Google Earth have added some content from the United States Holocaust Memorial Museum in Washington DC to their satellite images of Darfur.
You can zoom in Darfur (it's in Sudan) and you're guided to some peculiar black markings on the ground. You can zoom in further and you realise that you are looking at burnt-out houses, thousands of them for miles and miles in each direction.
Every single one of the houses tells a story - usually a story involving the Sudanese government calling in an airstrike on the village, followed by their best mates the Janjaweed driving in to kill the surviving men, rape the surviving women and carry away anything portable before torching the place.
And we can see it ! I can then zoom the heck away to my own postcode where the view is reassuringly different. Then I can zoom back, and away and back and away. And you read the supporting information, about how the surviving women have to risk rape and death in order to gather firewood and find food for their families.

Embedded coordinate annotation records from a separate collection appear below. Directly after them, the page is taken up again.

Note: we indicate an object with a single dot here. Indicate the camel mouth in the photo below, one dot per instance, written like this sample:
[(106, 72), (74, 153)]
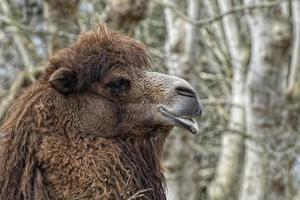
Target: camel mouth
[(185, 122)]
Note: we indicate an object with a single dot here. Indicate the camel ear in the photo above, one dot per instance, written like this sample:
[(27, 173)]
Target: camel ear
[(64, 80)]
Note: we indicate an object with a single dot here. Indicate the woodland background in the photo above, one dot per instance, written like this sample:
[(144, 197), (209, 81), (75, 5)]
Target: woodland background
[(243, 56)]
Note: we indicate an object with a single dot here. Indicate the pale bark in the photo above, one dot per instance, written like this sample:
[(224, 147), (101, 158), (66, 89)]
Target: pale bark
[(125, 15), (217, 27), (265, 95), (60, 16), (181, 52), (231, 157), (294, 79)]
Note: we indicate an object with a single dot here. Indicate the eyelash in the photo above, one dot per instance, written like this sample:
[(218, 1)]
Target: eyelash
[(118, 87)]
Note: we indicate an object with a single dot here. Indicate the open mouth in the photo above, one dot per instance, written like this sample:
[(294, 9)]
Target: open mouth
[(186, 122)]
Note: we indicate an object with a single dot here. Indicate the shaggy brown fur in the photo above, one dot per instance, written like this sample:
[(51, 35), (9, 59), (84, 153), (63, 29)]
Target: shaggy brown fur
[(83, 142)]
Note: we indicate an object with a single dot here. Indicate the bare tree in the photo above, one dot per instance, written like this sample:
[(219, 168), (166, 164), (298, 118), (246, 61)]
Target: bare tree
[(125, 15), (61, 16), (266, 84), (231, 158)]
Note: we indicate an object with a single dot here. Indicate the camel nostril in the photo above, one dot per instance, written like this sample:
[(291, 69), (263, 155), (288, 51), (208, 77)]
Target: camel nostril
[(184, 91)]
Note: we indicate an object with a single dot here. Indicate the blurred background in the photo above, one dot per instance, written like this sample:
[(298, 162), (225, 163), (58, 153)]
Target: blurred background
[(243, 56)]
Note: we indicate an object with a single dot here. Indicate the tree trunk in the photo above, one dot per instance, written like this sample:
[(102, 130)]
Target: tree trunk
[(266, 84), (60, 16), (294, 80), (231, 158), (125, 15), (181, 52)]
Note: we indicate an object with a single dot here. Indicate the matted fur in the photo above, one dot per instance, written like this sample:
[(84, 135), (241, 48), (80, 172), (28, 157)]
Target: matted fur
[(44, 152)]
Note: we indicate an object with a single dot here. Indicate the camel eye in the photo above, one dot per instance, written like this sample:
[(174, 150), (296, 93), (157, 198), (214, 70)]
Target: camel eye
[(119, 86)]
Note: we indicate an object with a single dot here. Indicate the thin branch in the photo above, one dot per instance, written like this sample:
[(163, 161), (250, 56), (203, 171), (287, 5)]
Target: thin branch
[(30, 29), (234, 10)]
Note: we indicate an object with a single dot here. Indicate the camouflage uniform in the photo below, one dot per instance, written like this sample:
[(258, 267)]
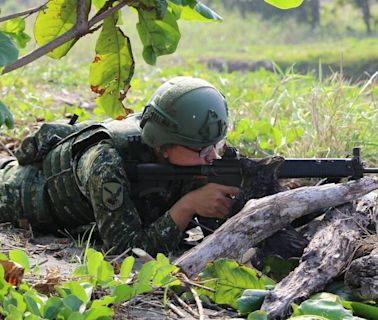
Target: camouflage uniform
[(83, 179)]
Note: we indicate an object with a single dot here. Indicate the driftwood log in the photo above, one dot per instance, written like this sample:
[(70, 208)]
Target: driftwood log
[(260, 218), (328, 255), (362, 276)]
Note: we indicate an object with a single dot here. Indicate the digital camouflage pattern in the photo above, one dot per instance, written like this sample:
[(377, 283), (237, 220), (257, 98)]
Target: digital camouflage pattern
[(68, 189)]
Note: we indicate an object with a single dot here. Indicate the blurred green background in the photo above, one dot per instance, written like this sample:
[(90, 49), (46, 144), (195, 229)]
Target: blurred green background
[(299, 83)]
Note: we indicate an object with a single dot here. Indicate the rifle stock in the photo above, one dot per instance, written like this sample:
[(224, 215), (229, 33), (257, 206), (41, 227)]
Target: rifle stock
[(228, 171)]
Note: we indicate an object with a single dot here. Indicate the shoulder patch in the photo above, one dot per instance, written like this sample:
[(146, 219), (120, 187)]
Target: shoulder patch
[(112, 195)]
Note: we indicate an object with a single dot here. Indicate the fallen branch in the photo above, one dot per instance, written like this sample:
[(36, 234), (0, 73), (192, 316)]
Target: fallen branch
[(327, 256), (263, 217), (81, 28)]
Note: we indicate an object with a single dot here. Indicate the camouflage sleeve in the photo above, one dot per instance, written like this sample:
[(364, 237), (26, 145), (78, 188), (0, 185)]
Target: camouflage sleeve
[(103, 180)]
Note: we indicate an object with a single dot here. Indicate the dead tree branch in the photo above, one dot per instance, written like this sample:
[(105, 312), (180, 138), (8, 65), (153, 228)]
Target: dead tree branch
[(81, 28), (260, 218)]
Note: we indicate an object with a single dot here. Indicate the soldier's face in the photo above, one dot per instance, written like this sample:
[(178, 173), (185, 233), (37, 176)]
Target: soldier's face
[(183, 156)]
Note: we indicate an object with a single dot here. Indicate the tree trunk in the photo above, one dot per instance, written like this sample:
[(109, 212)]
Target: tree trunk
[(260, 218), (326, 257)]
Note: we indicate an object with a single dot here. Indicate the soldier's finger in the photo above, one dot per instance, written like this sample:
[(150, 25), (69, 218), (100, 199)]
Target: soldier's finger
[(229, 190)]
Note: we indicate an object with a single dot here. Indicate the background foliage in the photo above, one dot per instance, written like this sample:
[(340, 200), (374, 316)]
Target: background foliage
[(293, 88)]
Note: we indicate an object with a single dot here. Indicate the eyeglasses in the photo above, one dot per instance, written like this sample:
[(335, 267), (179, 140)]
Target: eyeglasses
[(204, 152)]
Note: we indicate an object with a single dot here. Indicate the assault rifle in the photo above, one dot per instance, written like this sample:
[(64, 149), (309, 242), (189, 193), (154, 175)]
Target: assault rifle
[(228, 170)]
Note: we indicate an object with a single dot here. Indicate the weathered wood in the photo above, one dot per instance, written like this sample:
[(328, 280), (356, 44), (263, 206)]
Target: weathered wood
[(362, 276), (328, 254), (260, 218)]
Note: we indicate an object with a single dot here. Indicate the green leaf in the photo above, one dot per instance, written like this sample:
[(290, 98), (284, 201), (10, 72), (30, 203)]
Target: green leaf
[(328, 309), (33, 303), (126, 267), (14, 313), (98, 4), (20, 257), (8, 50), (72, 302), (194, 10), (105, 272), (15, 299), (98, 313), (3, 257), (57, 19), (52, 307), (362, 309), (122, 293), (308, 317), (104, 301), (258, 315), (285, 4), (75, 316), (159, 37), (251, 300), (94, 259), (164, 271), (15, 29), (112, 68), (229, 280), (82, 290)]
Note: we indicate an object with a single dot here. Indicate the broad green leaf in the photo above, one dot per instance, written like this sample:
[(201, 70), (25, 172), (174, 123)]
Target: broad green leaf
[(15, 299), (251, 300), (307, 317), (52, 307), (98, 4), (94, 260), (33, 303), (362, 309), (99, 313), (285, 4), (329, 309), (112, 68), (72, 302), (147, 272), (126, 267), (159, 37), (122, 293), (4, 286), (104, 301), (164, 273), (229, 280), (193, 10), (159, 7), (14, 313), (82, 290), (57, 19), (3, 257), (75, 316), (8, 51), (20, 257), (15, 29), (105, 272), (258, 315)]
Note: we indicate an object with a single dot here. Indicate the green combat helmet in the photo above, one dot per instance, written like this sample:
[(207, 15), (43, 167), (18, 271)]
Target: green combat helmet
[(186, 111)]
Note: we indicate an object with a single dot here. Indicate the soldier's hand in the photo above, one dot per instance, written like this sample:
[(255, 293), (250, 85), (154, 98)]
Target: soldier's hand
[(213, 200)]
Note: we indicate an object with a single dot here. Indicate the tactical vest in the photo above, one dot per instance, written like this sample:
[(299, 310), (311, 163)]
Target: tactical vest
[(67, 203)]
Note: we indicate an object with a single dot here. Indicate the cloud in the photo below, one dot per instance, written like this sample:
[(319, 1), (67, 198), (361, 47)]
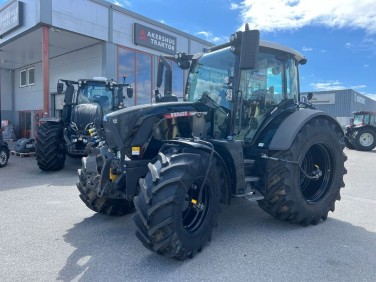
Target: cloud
[(234, 6), (122, 3), (306, 49), (274, 15), (372, 96)]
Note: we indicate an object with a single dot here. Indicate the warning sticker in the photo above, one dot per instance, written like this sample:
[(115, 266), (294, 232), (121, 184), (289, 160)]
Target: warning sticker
[(135, 151)]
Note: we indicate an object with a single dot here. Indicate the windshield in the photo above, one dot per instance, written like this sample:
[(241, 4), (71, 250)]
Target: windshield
[(96, 92), (361, 119), (273, 80)]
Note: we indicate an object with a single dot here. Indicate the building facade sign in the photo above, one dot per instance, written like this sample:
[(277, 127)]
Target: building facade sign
[(154, 39), (11, 17)]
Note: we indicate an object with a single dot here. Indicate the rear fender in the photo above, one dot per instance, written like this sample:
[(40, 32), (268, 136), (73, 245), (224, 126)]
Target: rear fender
[(51, 119), (290, 127)]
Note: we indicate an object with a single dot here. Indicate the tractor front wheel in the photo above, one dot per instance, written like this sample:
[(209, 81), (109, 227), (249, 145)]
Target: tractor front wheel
[(88, 187), (304, 184), (50, 147), (177, 207)]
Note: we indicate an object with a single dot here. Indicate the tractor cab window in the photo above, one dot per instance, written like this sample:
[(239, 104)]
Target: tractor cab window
[(96, 93), (212, 76), (358, 119), (273, 80)]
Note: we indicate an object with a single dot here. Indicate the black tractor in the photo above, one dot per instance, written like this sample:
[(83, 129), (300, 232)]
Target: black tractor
[(68, 134), (241, 132), (360, 134)]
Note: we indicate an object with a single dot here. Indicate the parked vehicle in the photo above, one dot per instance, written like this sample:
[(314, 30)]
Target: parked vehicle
[(241, 133), (58, 136), (4, 152), (361, 133)]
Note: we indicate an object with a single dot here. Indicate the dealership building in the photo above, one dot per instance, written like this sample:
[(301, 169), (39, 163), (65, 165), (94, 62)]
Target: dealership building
[(341, 103), (42, 41)]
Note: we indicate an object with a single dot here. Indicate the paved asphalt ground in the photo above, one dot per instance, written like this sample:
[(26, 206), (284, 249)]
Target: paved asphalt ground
[(47, 234)]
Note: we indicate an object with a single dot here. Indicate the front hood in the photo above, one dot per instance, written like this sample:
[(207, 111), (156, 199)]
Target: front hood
[(120, 125)]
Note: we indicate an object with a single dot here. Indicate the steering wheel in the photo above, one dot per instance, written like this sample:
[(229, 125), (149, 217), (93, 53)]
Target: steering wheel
[(96, 98), (259, 95)]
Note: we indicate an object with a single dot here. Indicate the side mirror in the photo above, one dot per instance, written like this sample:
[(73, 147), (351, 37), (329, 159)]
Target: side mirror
[(60, 87), (129, 92), (249, 49)]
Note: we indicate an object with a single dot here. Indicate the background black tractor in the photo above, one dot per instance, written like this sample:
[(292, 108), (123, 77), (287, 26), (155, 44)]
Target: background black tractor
[(89, 101), (361, 133), (241, 133)]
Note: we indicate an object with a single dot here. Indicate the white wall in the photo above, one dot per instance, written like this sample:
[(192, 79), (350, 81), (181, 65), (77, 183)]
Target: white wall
[(29, 19), (83, 16), (85, 63)]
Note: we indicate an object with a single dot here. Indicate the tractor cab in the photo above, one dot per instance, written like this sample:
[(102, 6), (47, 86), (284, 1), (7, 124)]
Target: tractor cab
[(247, 97)]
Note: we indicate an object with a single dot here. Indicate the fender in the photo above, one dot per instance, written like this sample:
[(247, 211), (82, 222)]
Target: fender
[(50, 119), (208, 147), (289, 128)]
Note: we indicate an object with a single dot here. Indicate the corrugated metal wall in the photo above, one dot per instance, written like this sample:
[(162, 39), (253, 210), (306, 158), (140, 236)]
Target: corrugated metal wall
[(342, 103)]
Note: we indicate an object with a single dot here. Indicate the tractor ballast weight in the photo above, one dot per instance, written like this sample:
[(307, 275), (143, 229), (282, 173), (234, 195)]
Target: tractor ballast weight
[(241, 132), (83, 105)]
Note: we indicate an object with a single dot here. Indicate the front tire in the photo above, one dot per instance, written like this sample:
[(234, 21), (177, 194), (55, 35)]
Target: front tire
[(176, 208), (88, 187), (50, 147), (4, 156), (293, 197)]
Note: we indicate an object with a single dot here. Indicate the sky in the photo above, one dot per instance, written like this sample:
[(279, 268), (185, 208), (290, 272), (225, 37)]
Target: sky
[(338, 37)]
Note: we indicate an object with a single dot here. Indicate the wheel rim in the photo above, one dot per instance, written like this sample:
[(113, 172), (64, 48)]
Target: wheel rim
[(366, 139), (3, 157), (315, 190), (194, 214)]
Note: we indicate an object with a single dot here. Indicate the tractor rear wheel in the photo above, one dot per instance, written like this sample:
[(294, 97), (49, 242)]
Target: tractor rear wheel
[(365, 139), (290, 194), (88, 186), (178, 202), (50, 147)]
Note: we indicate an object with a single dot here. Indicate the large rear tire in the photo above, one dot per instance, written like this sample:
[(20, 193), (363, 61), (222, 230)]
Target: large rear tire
[(293, 197), (87, 185), (176, 208), (50, 147), (365, 139)]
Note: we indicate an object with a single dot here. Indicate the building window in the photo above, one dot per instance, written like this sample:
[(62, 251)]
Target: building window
[(30, 72), (23, 81), (27, 77)]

It's telling that it's the Holocaust museum that is involved. Would things have been different if the Internet were available in the 1940s and anyone could have called up satellite pictures of the Warsaw Ghetto, seen the smoke from the chimneys at Auschwitz, zoomed onto the parade ground at Dachau ?
I hope they are successful in their attempt to draw attention to this atrocity. The only people doing anything about the conflict just now are the African Union's 7000 troops, who are attempting to control an area the size of France.
Since I don't have any guns or tanks to blast the Janjaweed to Hades, I've had to content myself with giving to Oxfam, who are at least trying to help the survivors to survive.